2525 Correa Road, HIG 211
Honolulu, HI 96822

Craig Nelson started as an Assistant Researcher in the Fall of 2013 with the Center for Microbial Oceanography: Research and Education (C-MORE) via a joint appointment to the Department of Oceanography and UH Sea Grant. Prior to joining the UH faculty, Craig was a researcher with the Marine Science Institute at the University of California, Santa Barbara from 2008-2012. He earned his BA in Integrative Biology and English from UC Berkeley in 1998 and his PhD in Ecology, Evolution and Marine Biology from UC Santa Barbara in 2008. His academic career has followed a circuitous route, including research stints in forestry, entomology, medicine, limnology, and his present disciplinary emphasis of coastal microbial oceanography.

Craig’s research lies at the interface of microbial ecology and ecosystem science, specializing in the structure and function of natural microbial communities in aquatic habitats such as coral reefs, lakes, streams, and the open ocean. By studying microorganisms such as Bacteria and Archaea in the context of the ecosystems which they inhabit, his research broadly aims to simultaneously shed light on their immense undiscovered diversity and illustrate their collective role in controlling the key elemental transformations that sustain life on Earth. His work over the past decade has focused on culture-independent characterization of natural bacterial communities, including taxonomic and metagenomic structure and measurement of biogeochemical processes in the surrounding environment which regulate and are regulated by these microbes. His research often seeks to integrate microbial ecology with relevant ecological problems such as nutrient pollution, land use change, and aquatic pathogen proliferation. He combines extensive field surveys with laboratory and in situ experimentation to link bacterial identity to function, relying heavily on next-generation molecular approaches, bioinformatics, and multivariate statistics to integrate microbiology with spatial and temporal environmental context. Much of Craig’s published work has sought to link the dynamics of bacterial communities with important but poorly understood aspects of freshwater and marine carbon cycling, including dissolved organic matter utilization, ecosystem metabolic balance, and the role of microbes in food webs.

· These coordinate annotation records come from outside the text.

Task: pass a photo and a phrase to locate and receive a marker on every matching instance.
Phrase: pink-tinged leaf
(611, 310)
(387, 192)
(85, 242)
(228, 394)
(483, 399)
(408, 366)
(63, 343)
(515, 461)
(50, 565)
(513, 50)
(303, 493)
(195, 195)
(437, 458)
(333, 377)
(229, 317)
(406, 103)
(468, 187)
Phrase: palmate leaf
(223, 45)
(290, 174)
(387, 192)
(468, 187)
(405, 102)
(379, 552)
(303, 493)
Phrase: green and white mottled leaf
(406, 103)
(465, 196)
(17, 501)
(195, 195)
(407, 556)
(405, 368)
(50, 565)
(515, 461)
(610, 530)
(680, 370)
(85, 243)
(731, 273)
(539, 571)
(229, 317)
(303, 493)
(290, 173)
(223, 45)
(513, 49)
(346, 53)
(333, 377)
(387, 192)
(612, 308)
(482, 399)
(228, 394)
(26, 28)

Some motivating questions underlying past and current research projects include…

What is the role of bacteria in coral health and reef metabolism? How do bacteria in coral reefs differ from the surrounding ocean? Are bacteria facilitating the spread of algae on reefs worldwide?

What do bacteria in the ocean eat? Is the diversity of these bacterial communities determined by the types of organic matter on which they specialize? Can we track different organic compounds into specific bacterial lineages?

How do bacterial communities change as water flows through watersheds? How does land use change the types of bacteria in watersheds? How do these changes impact the bacteria released into coastal habitats?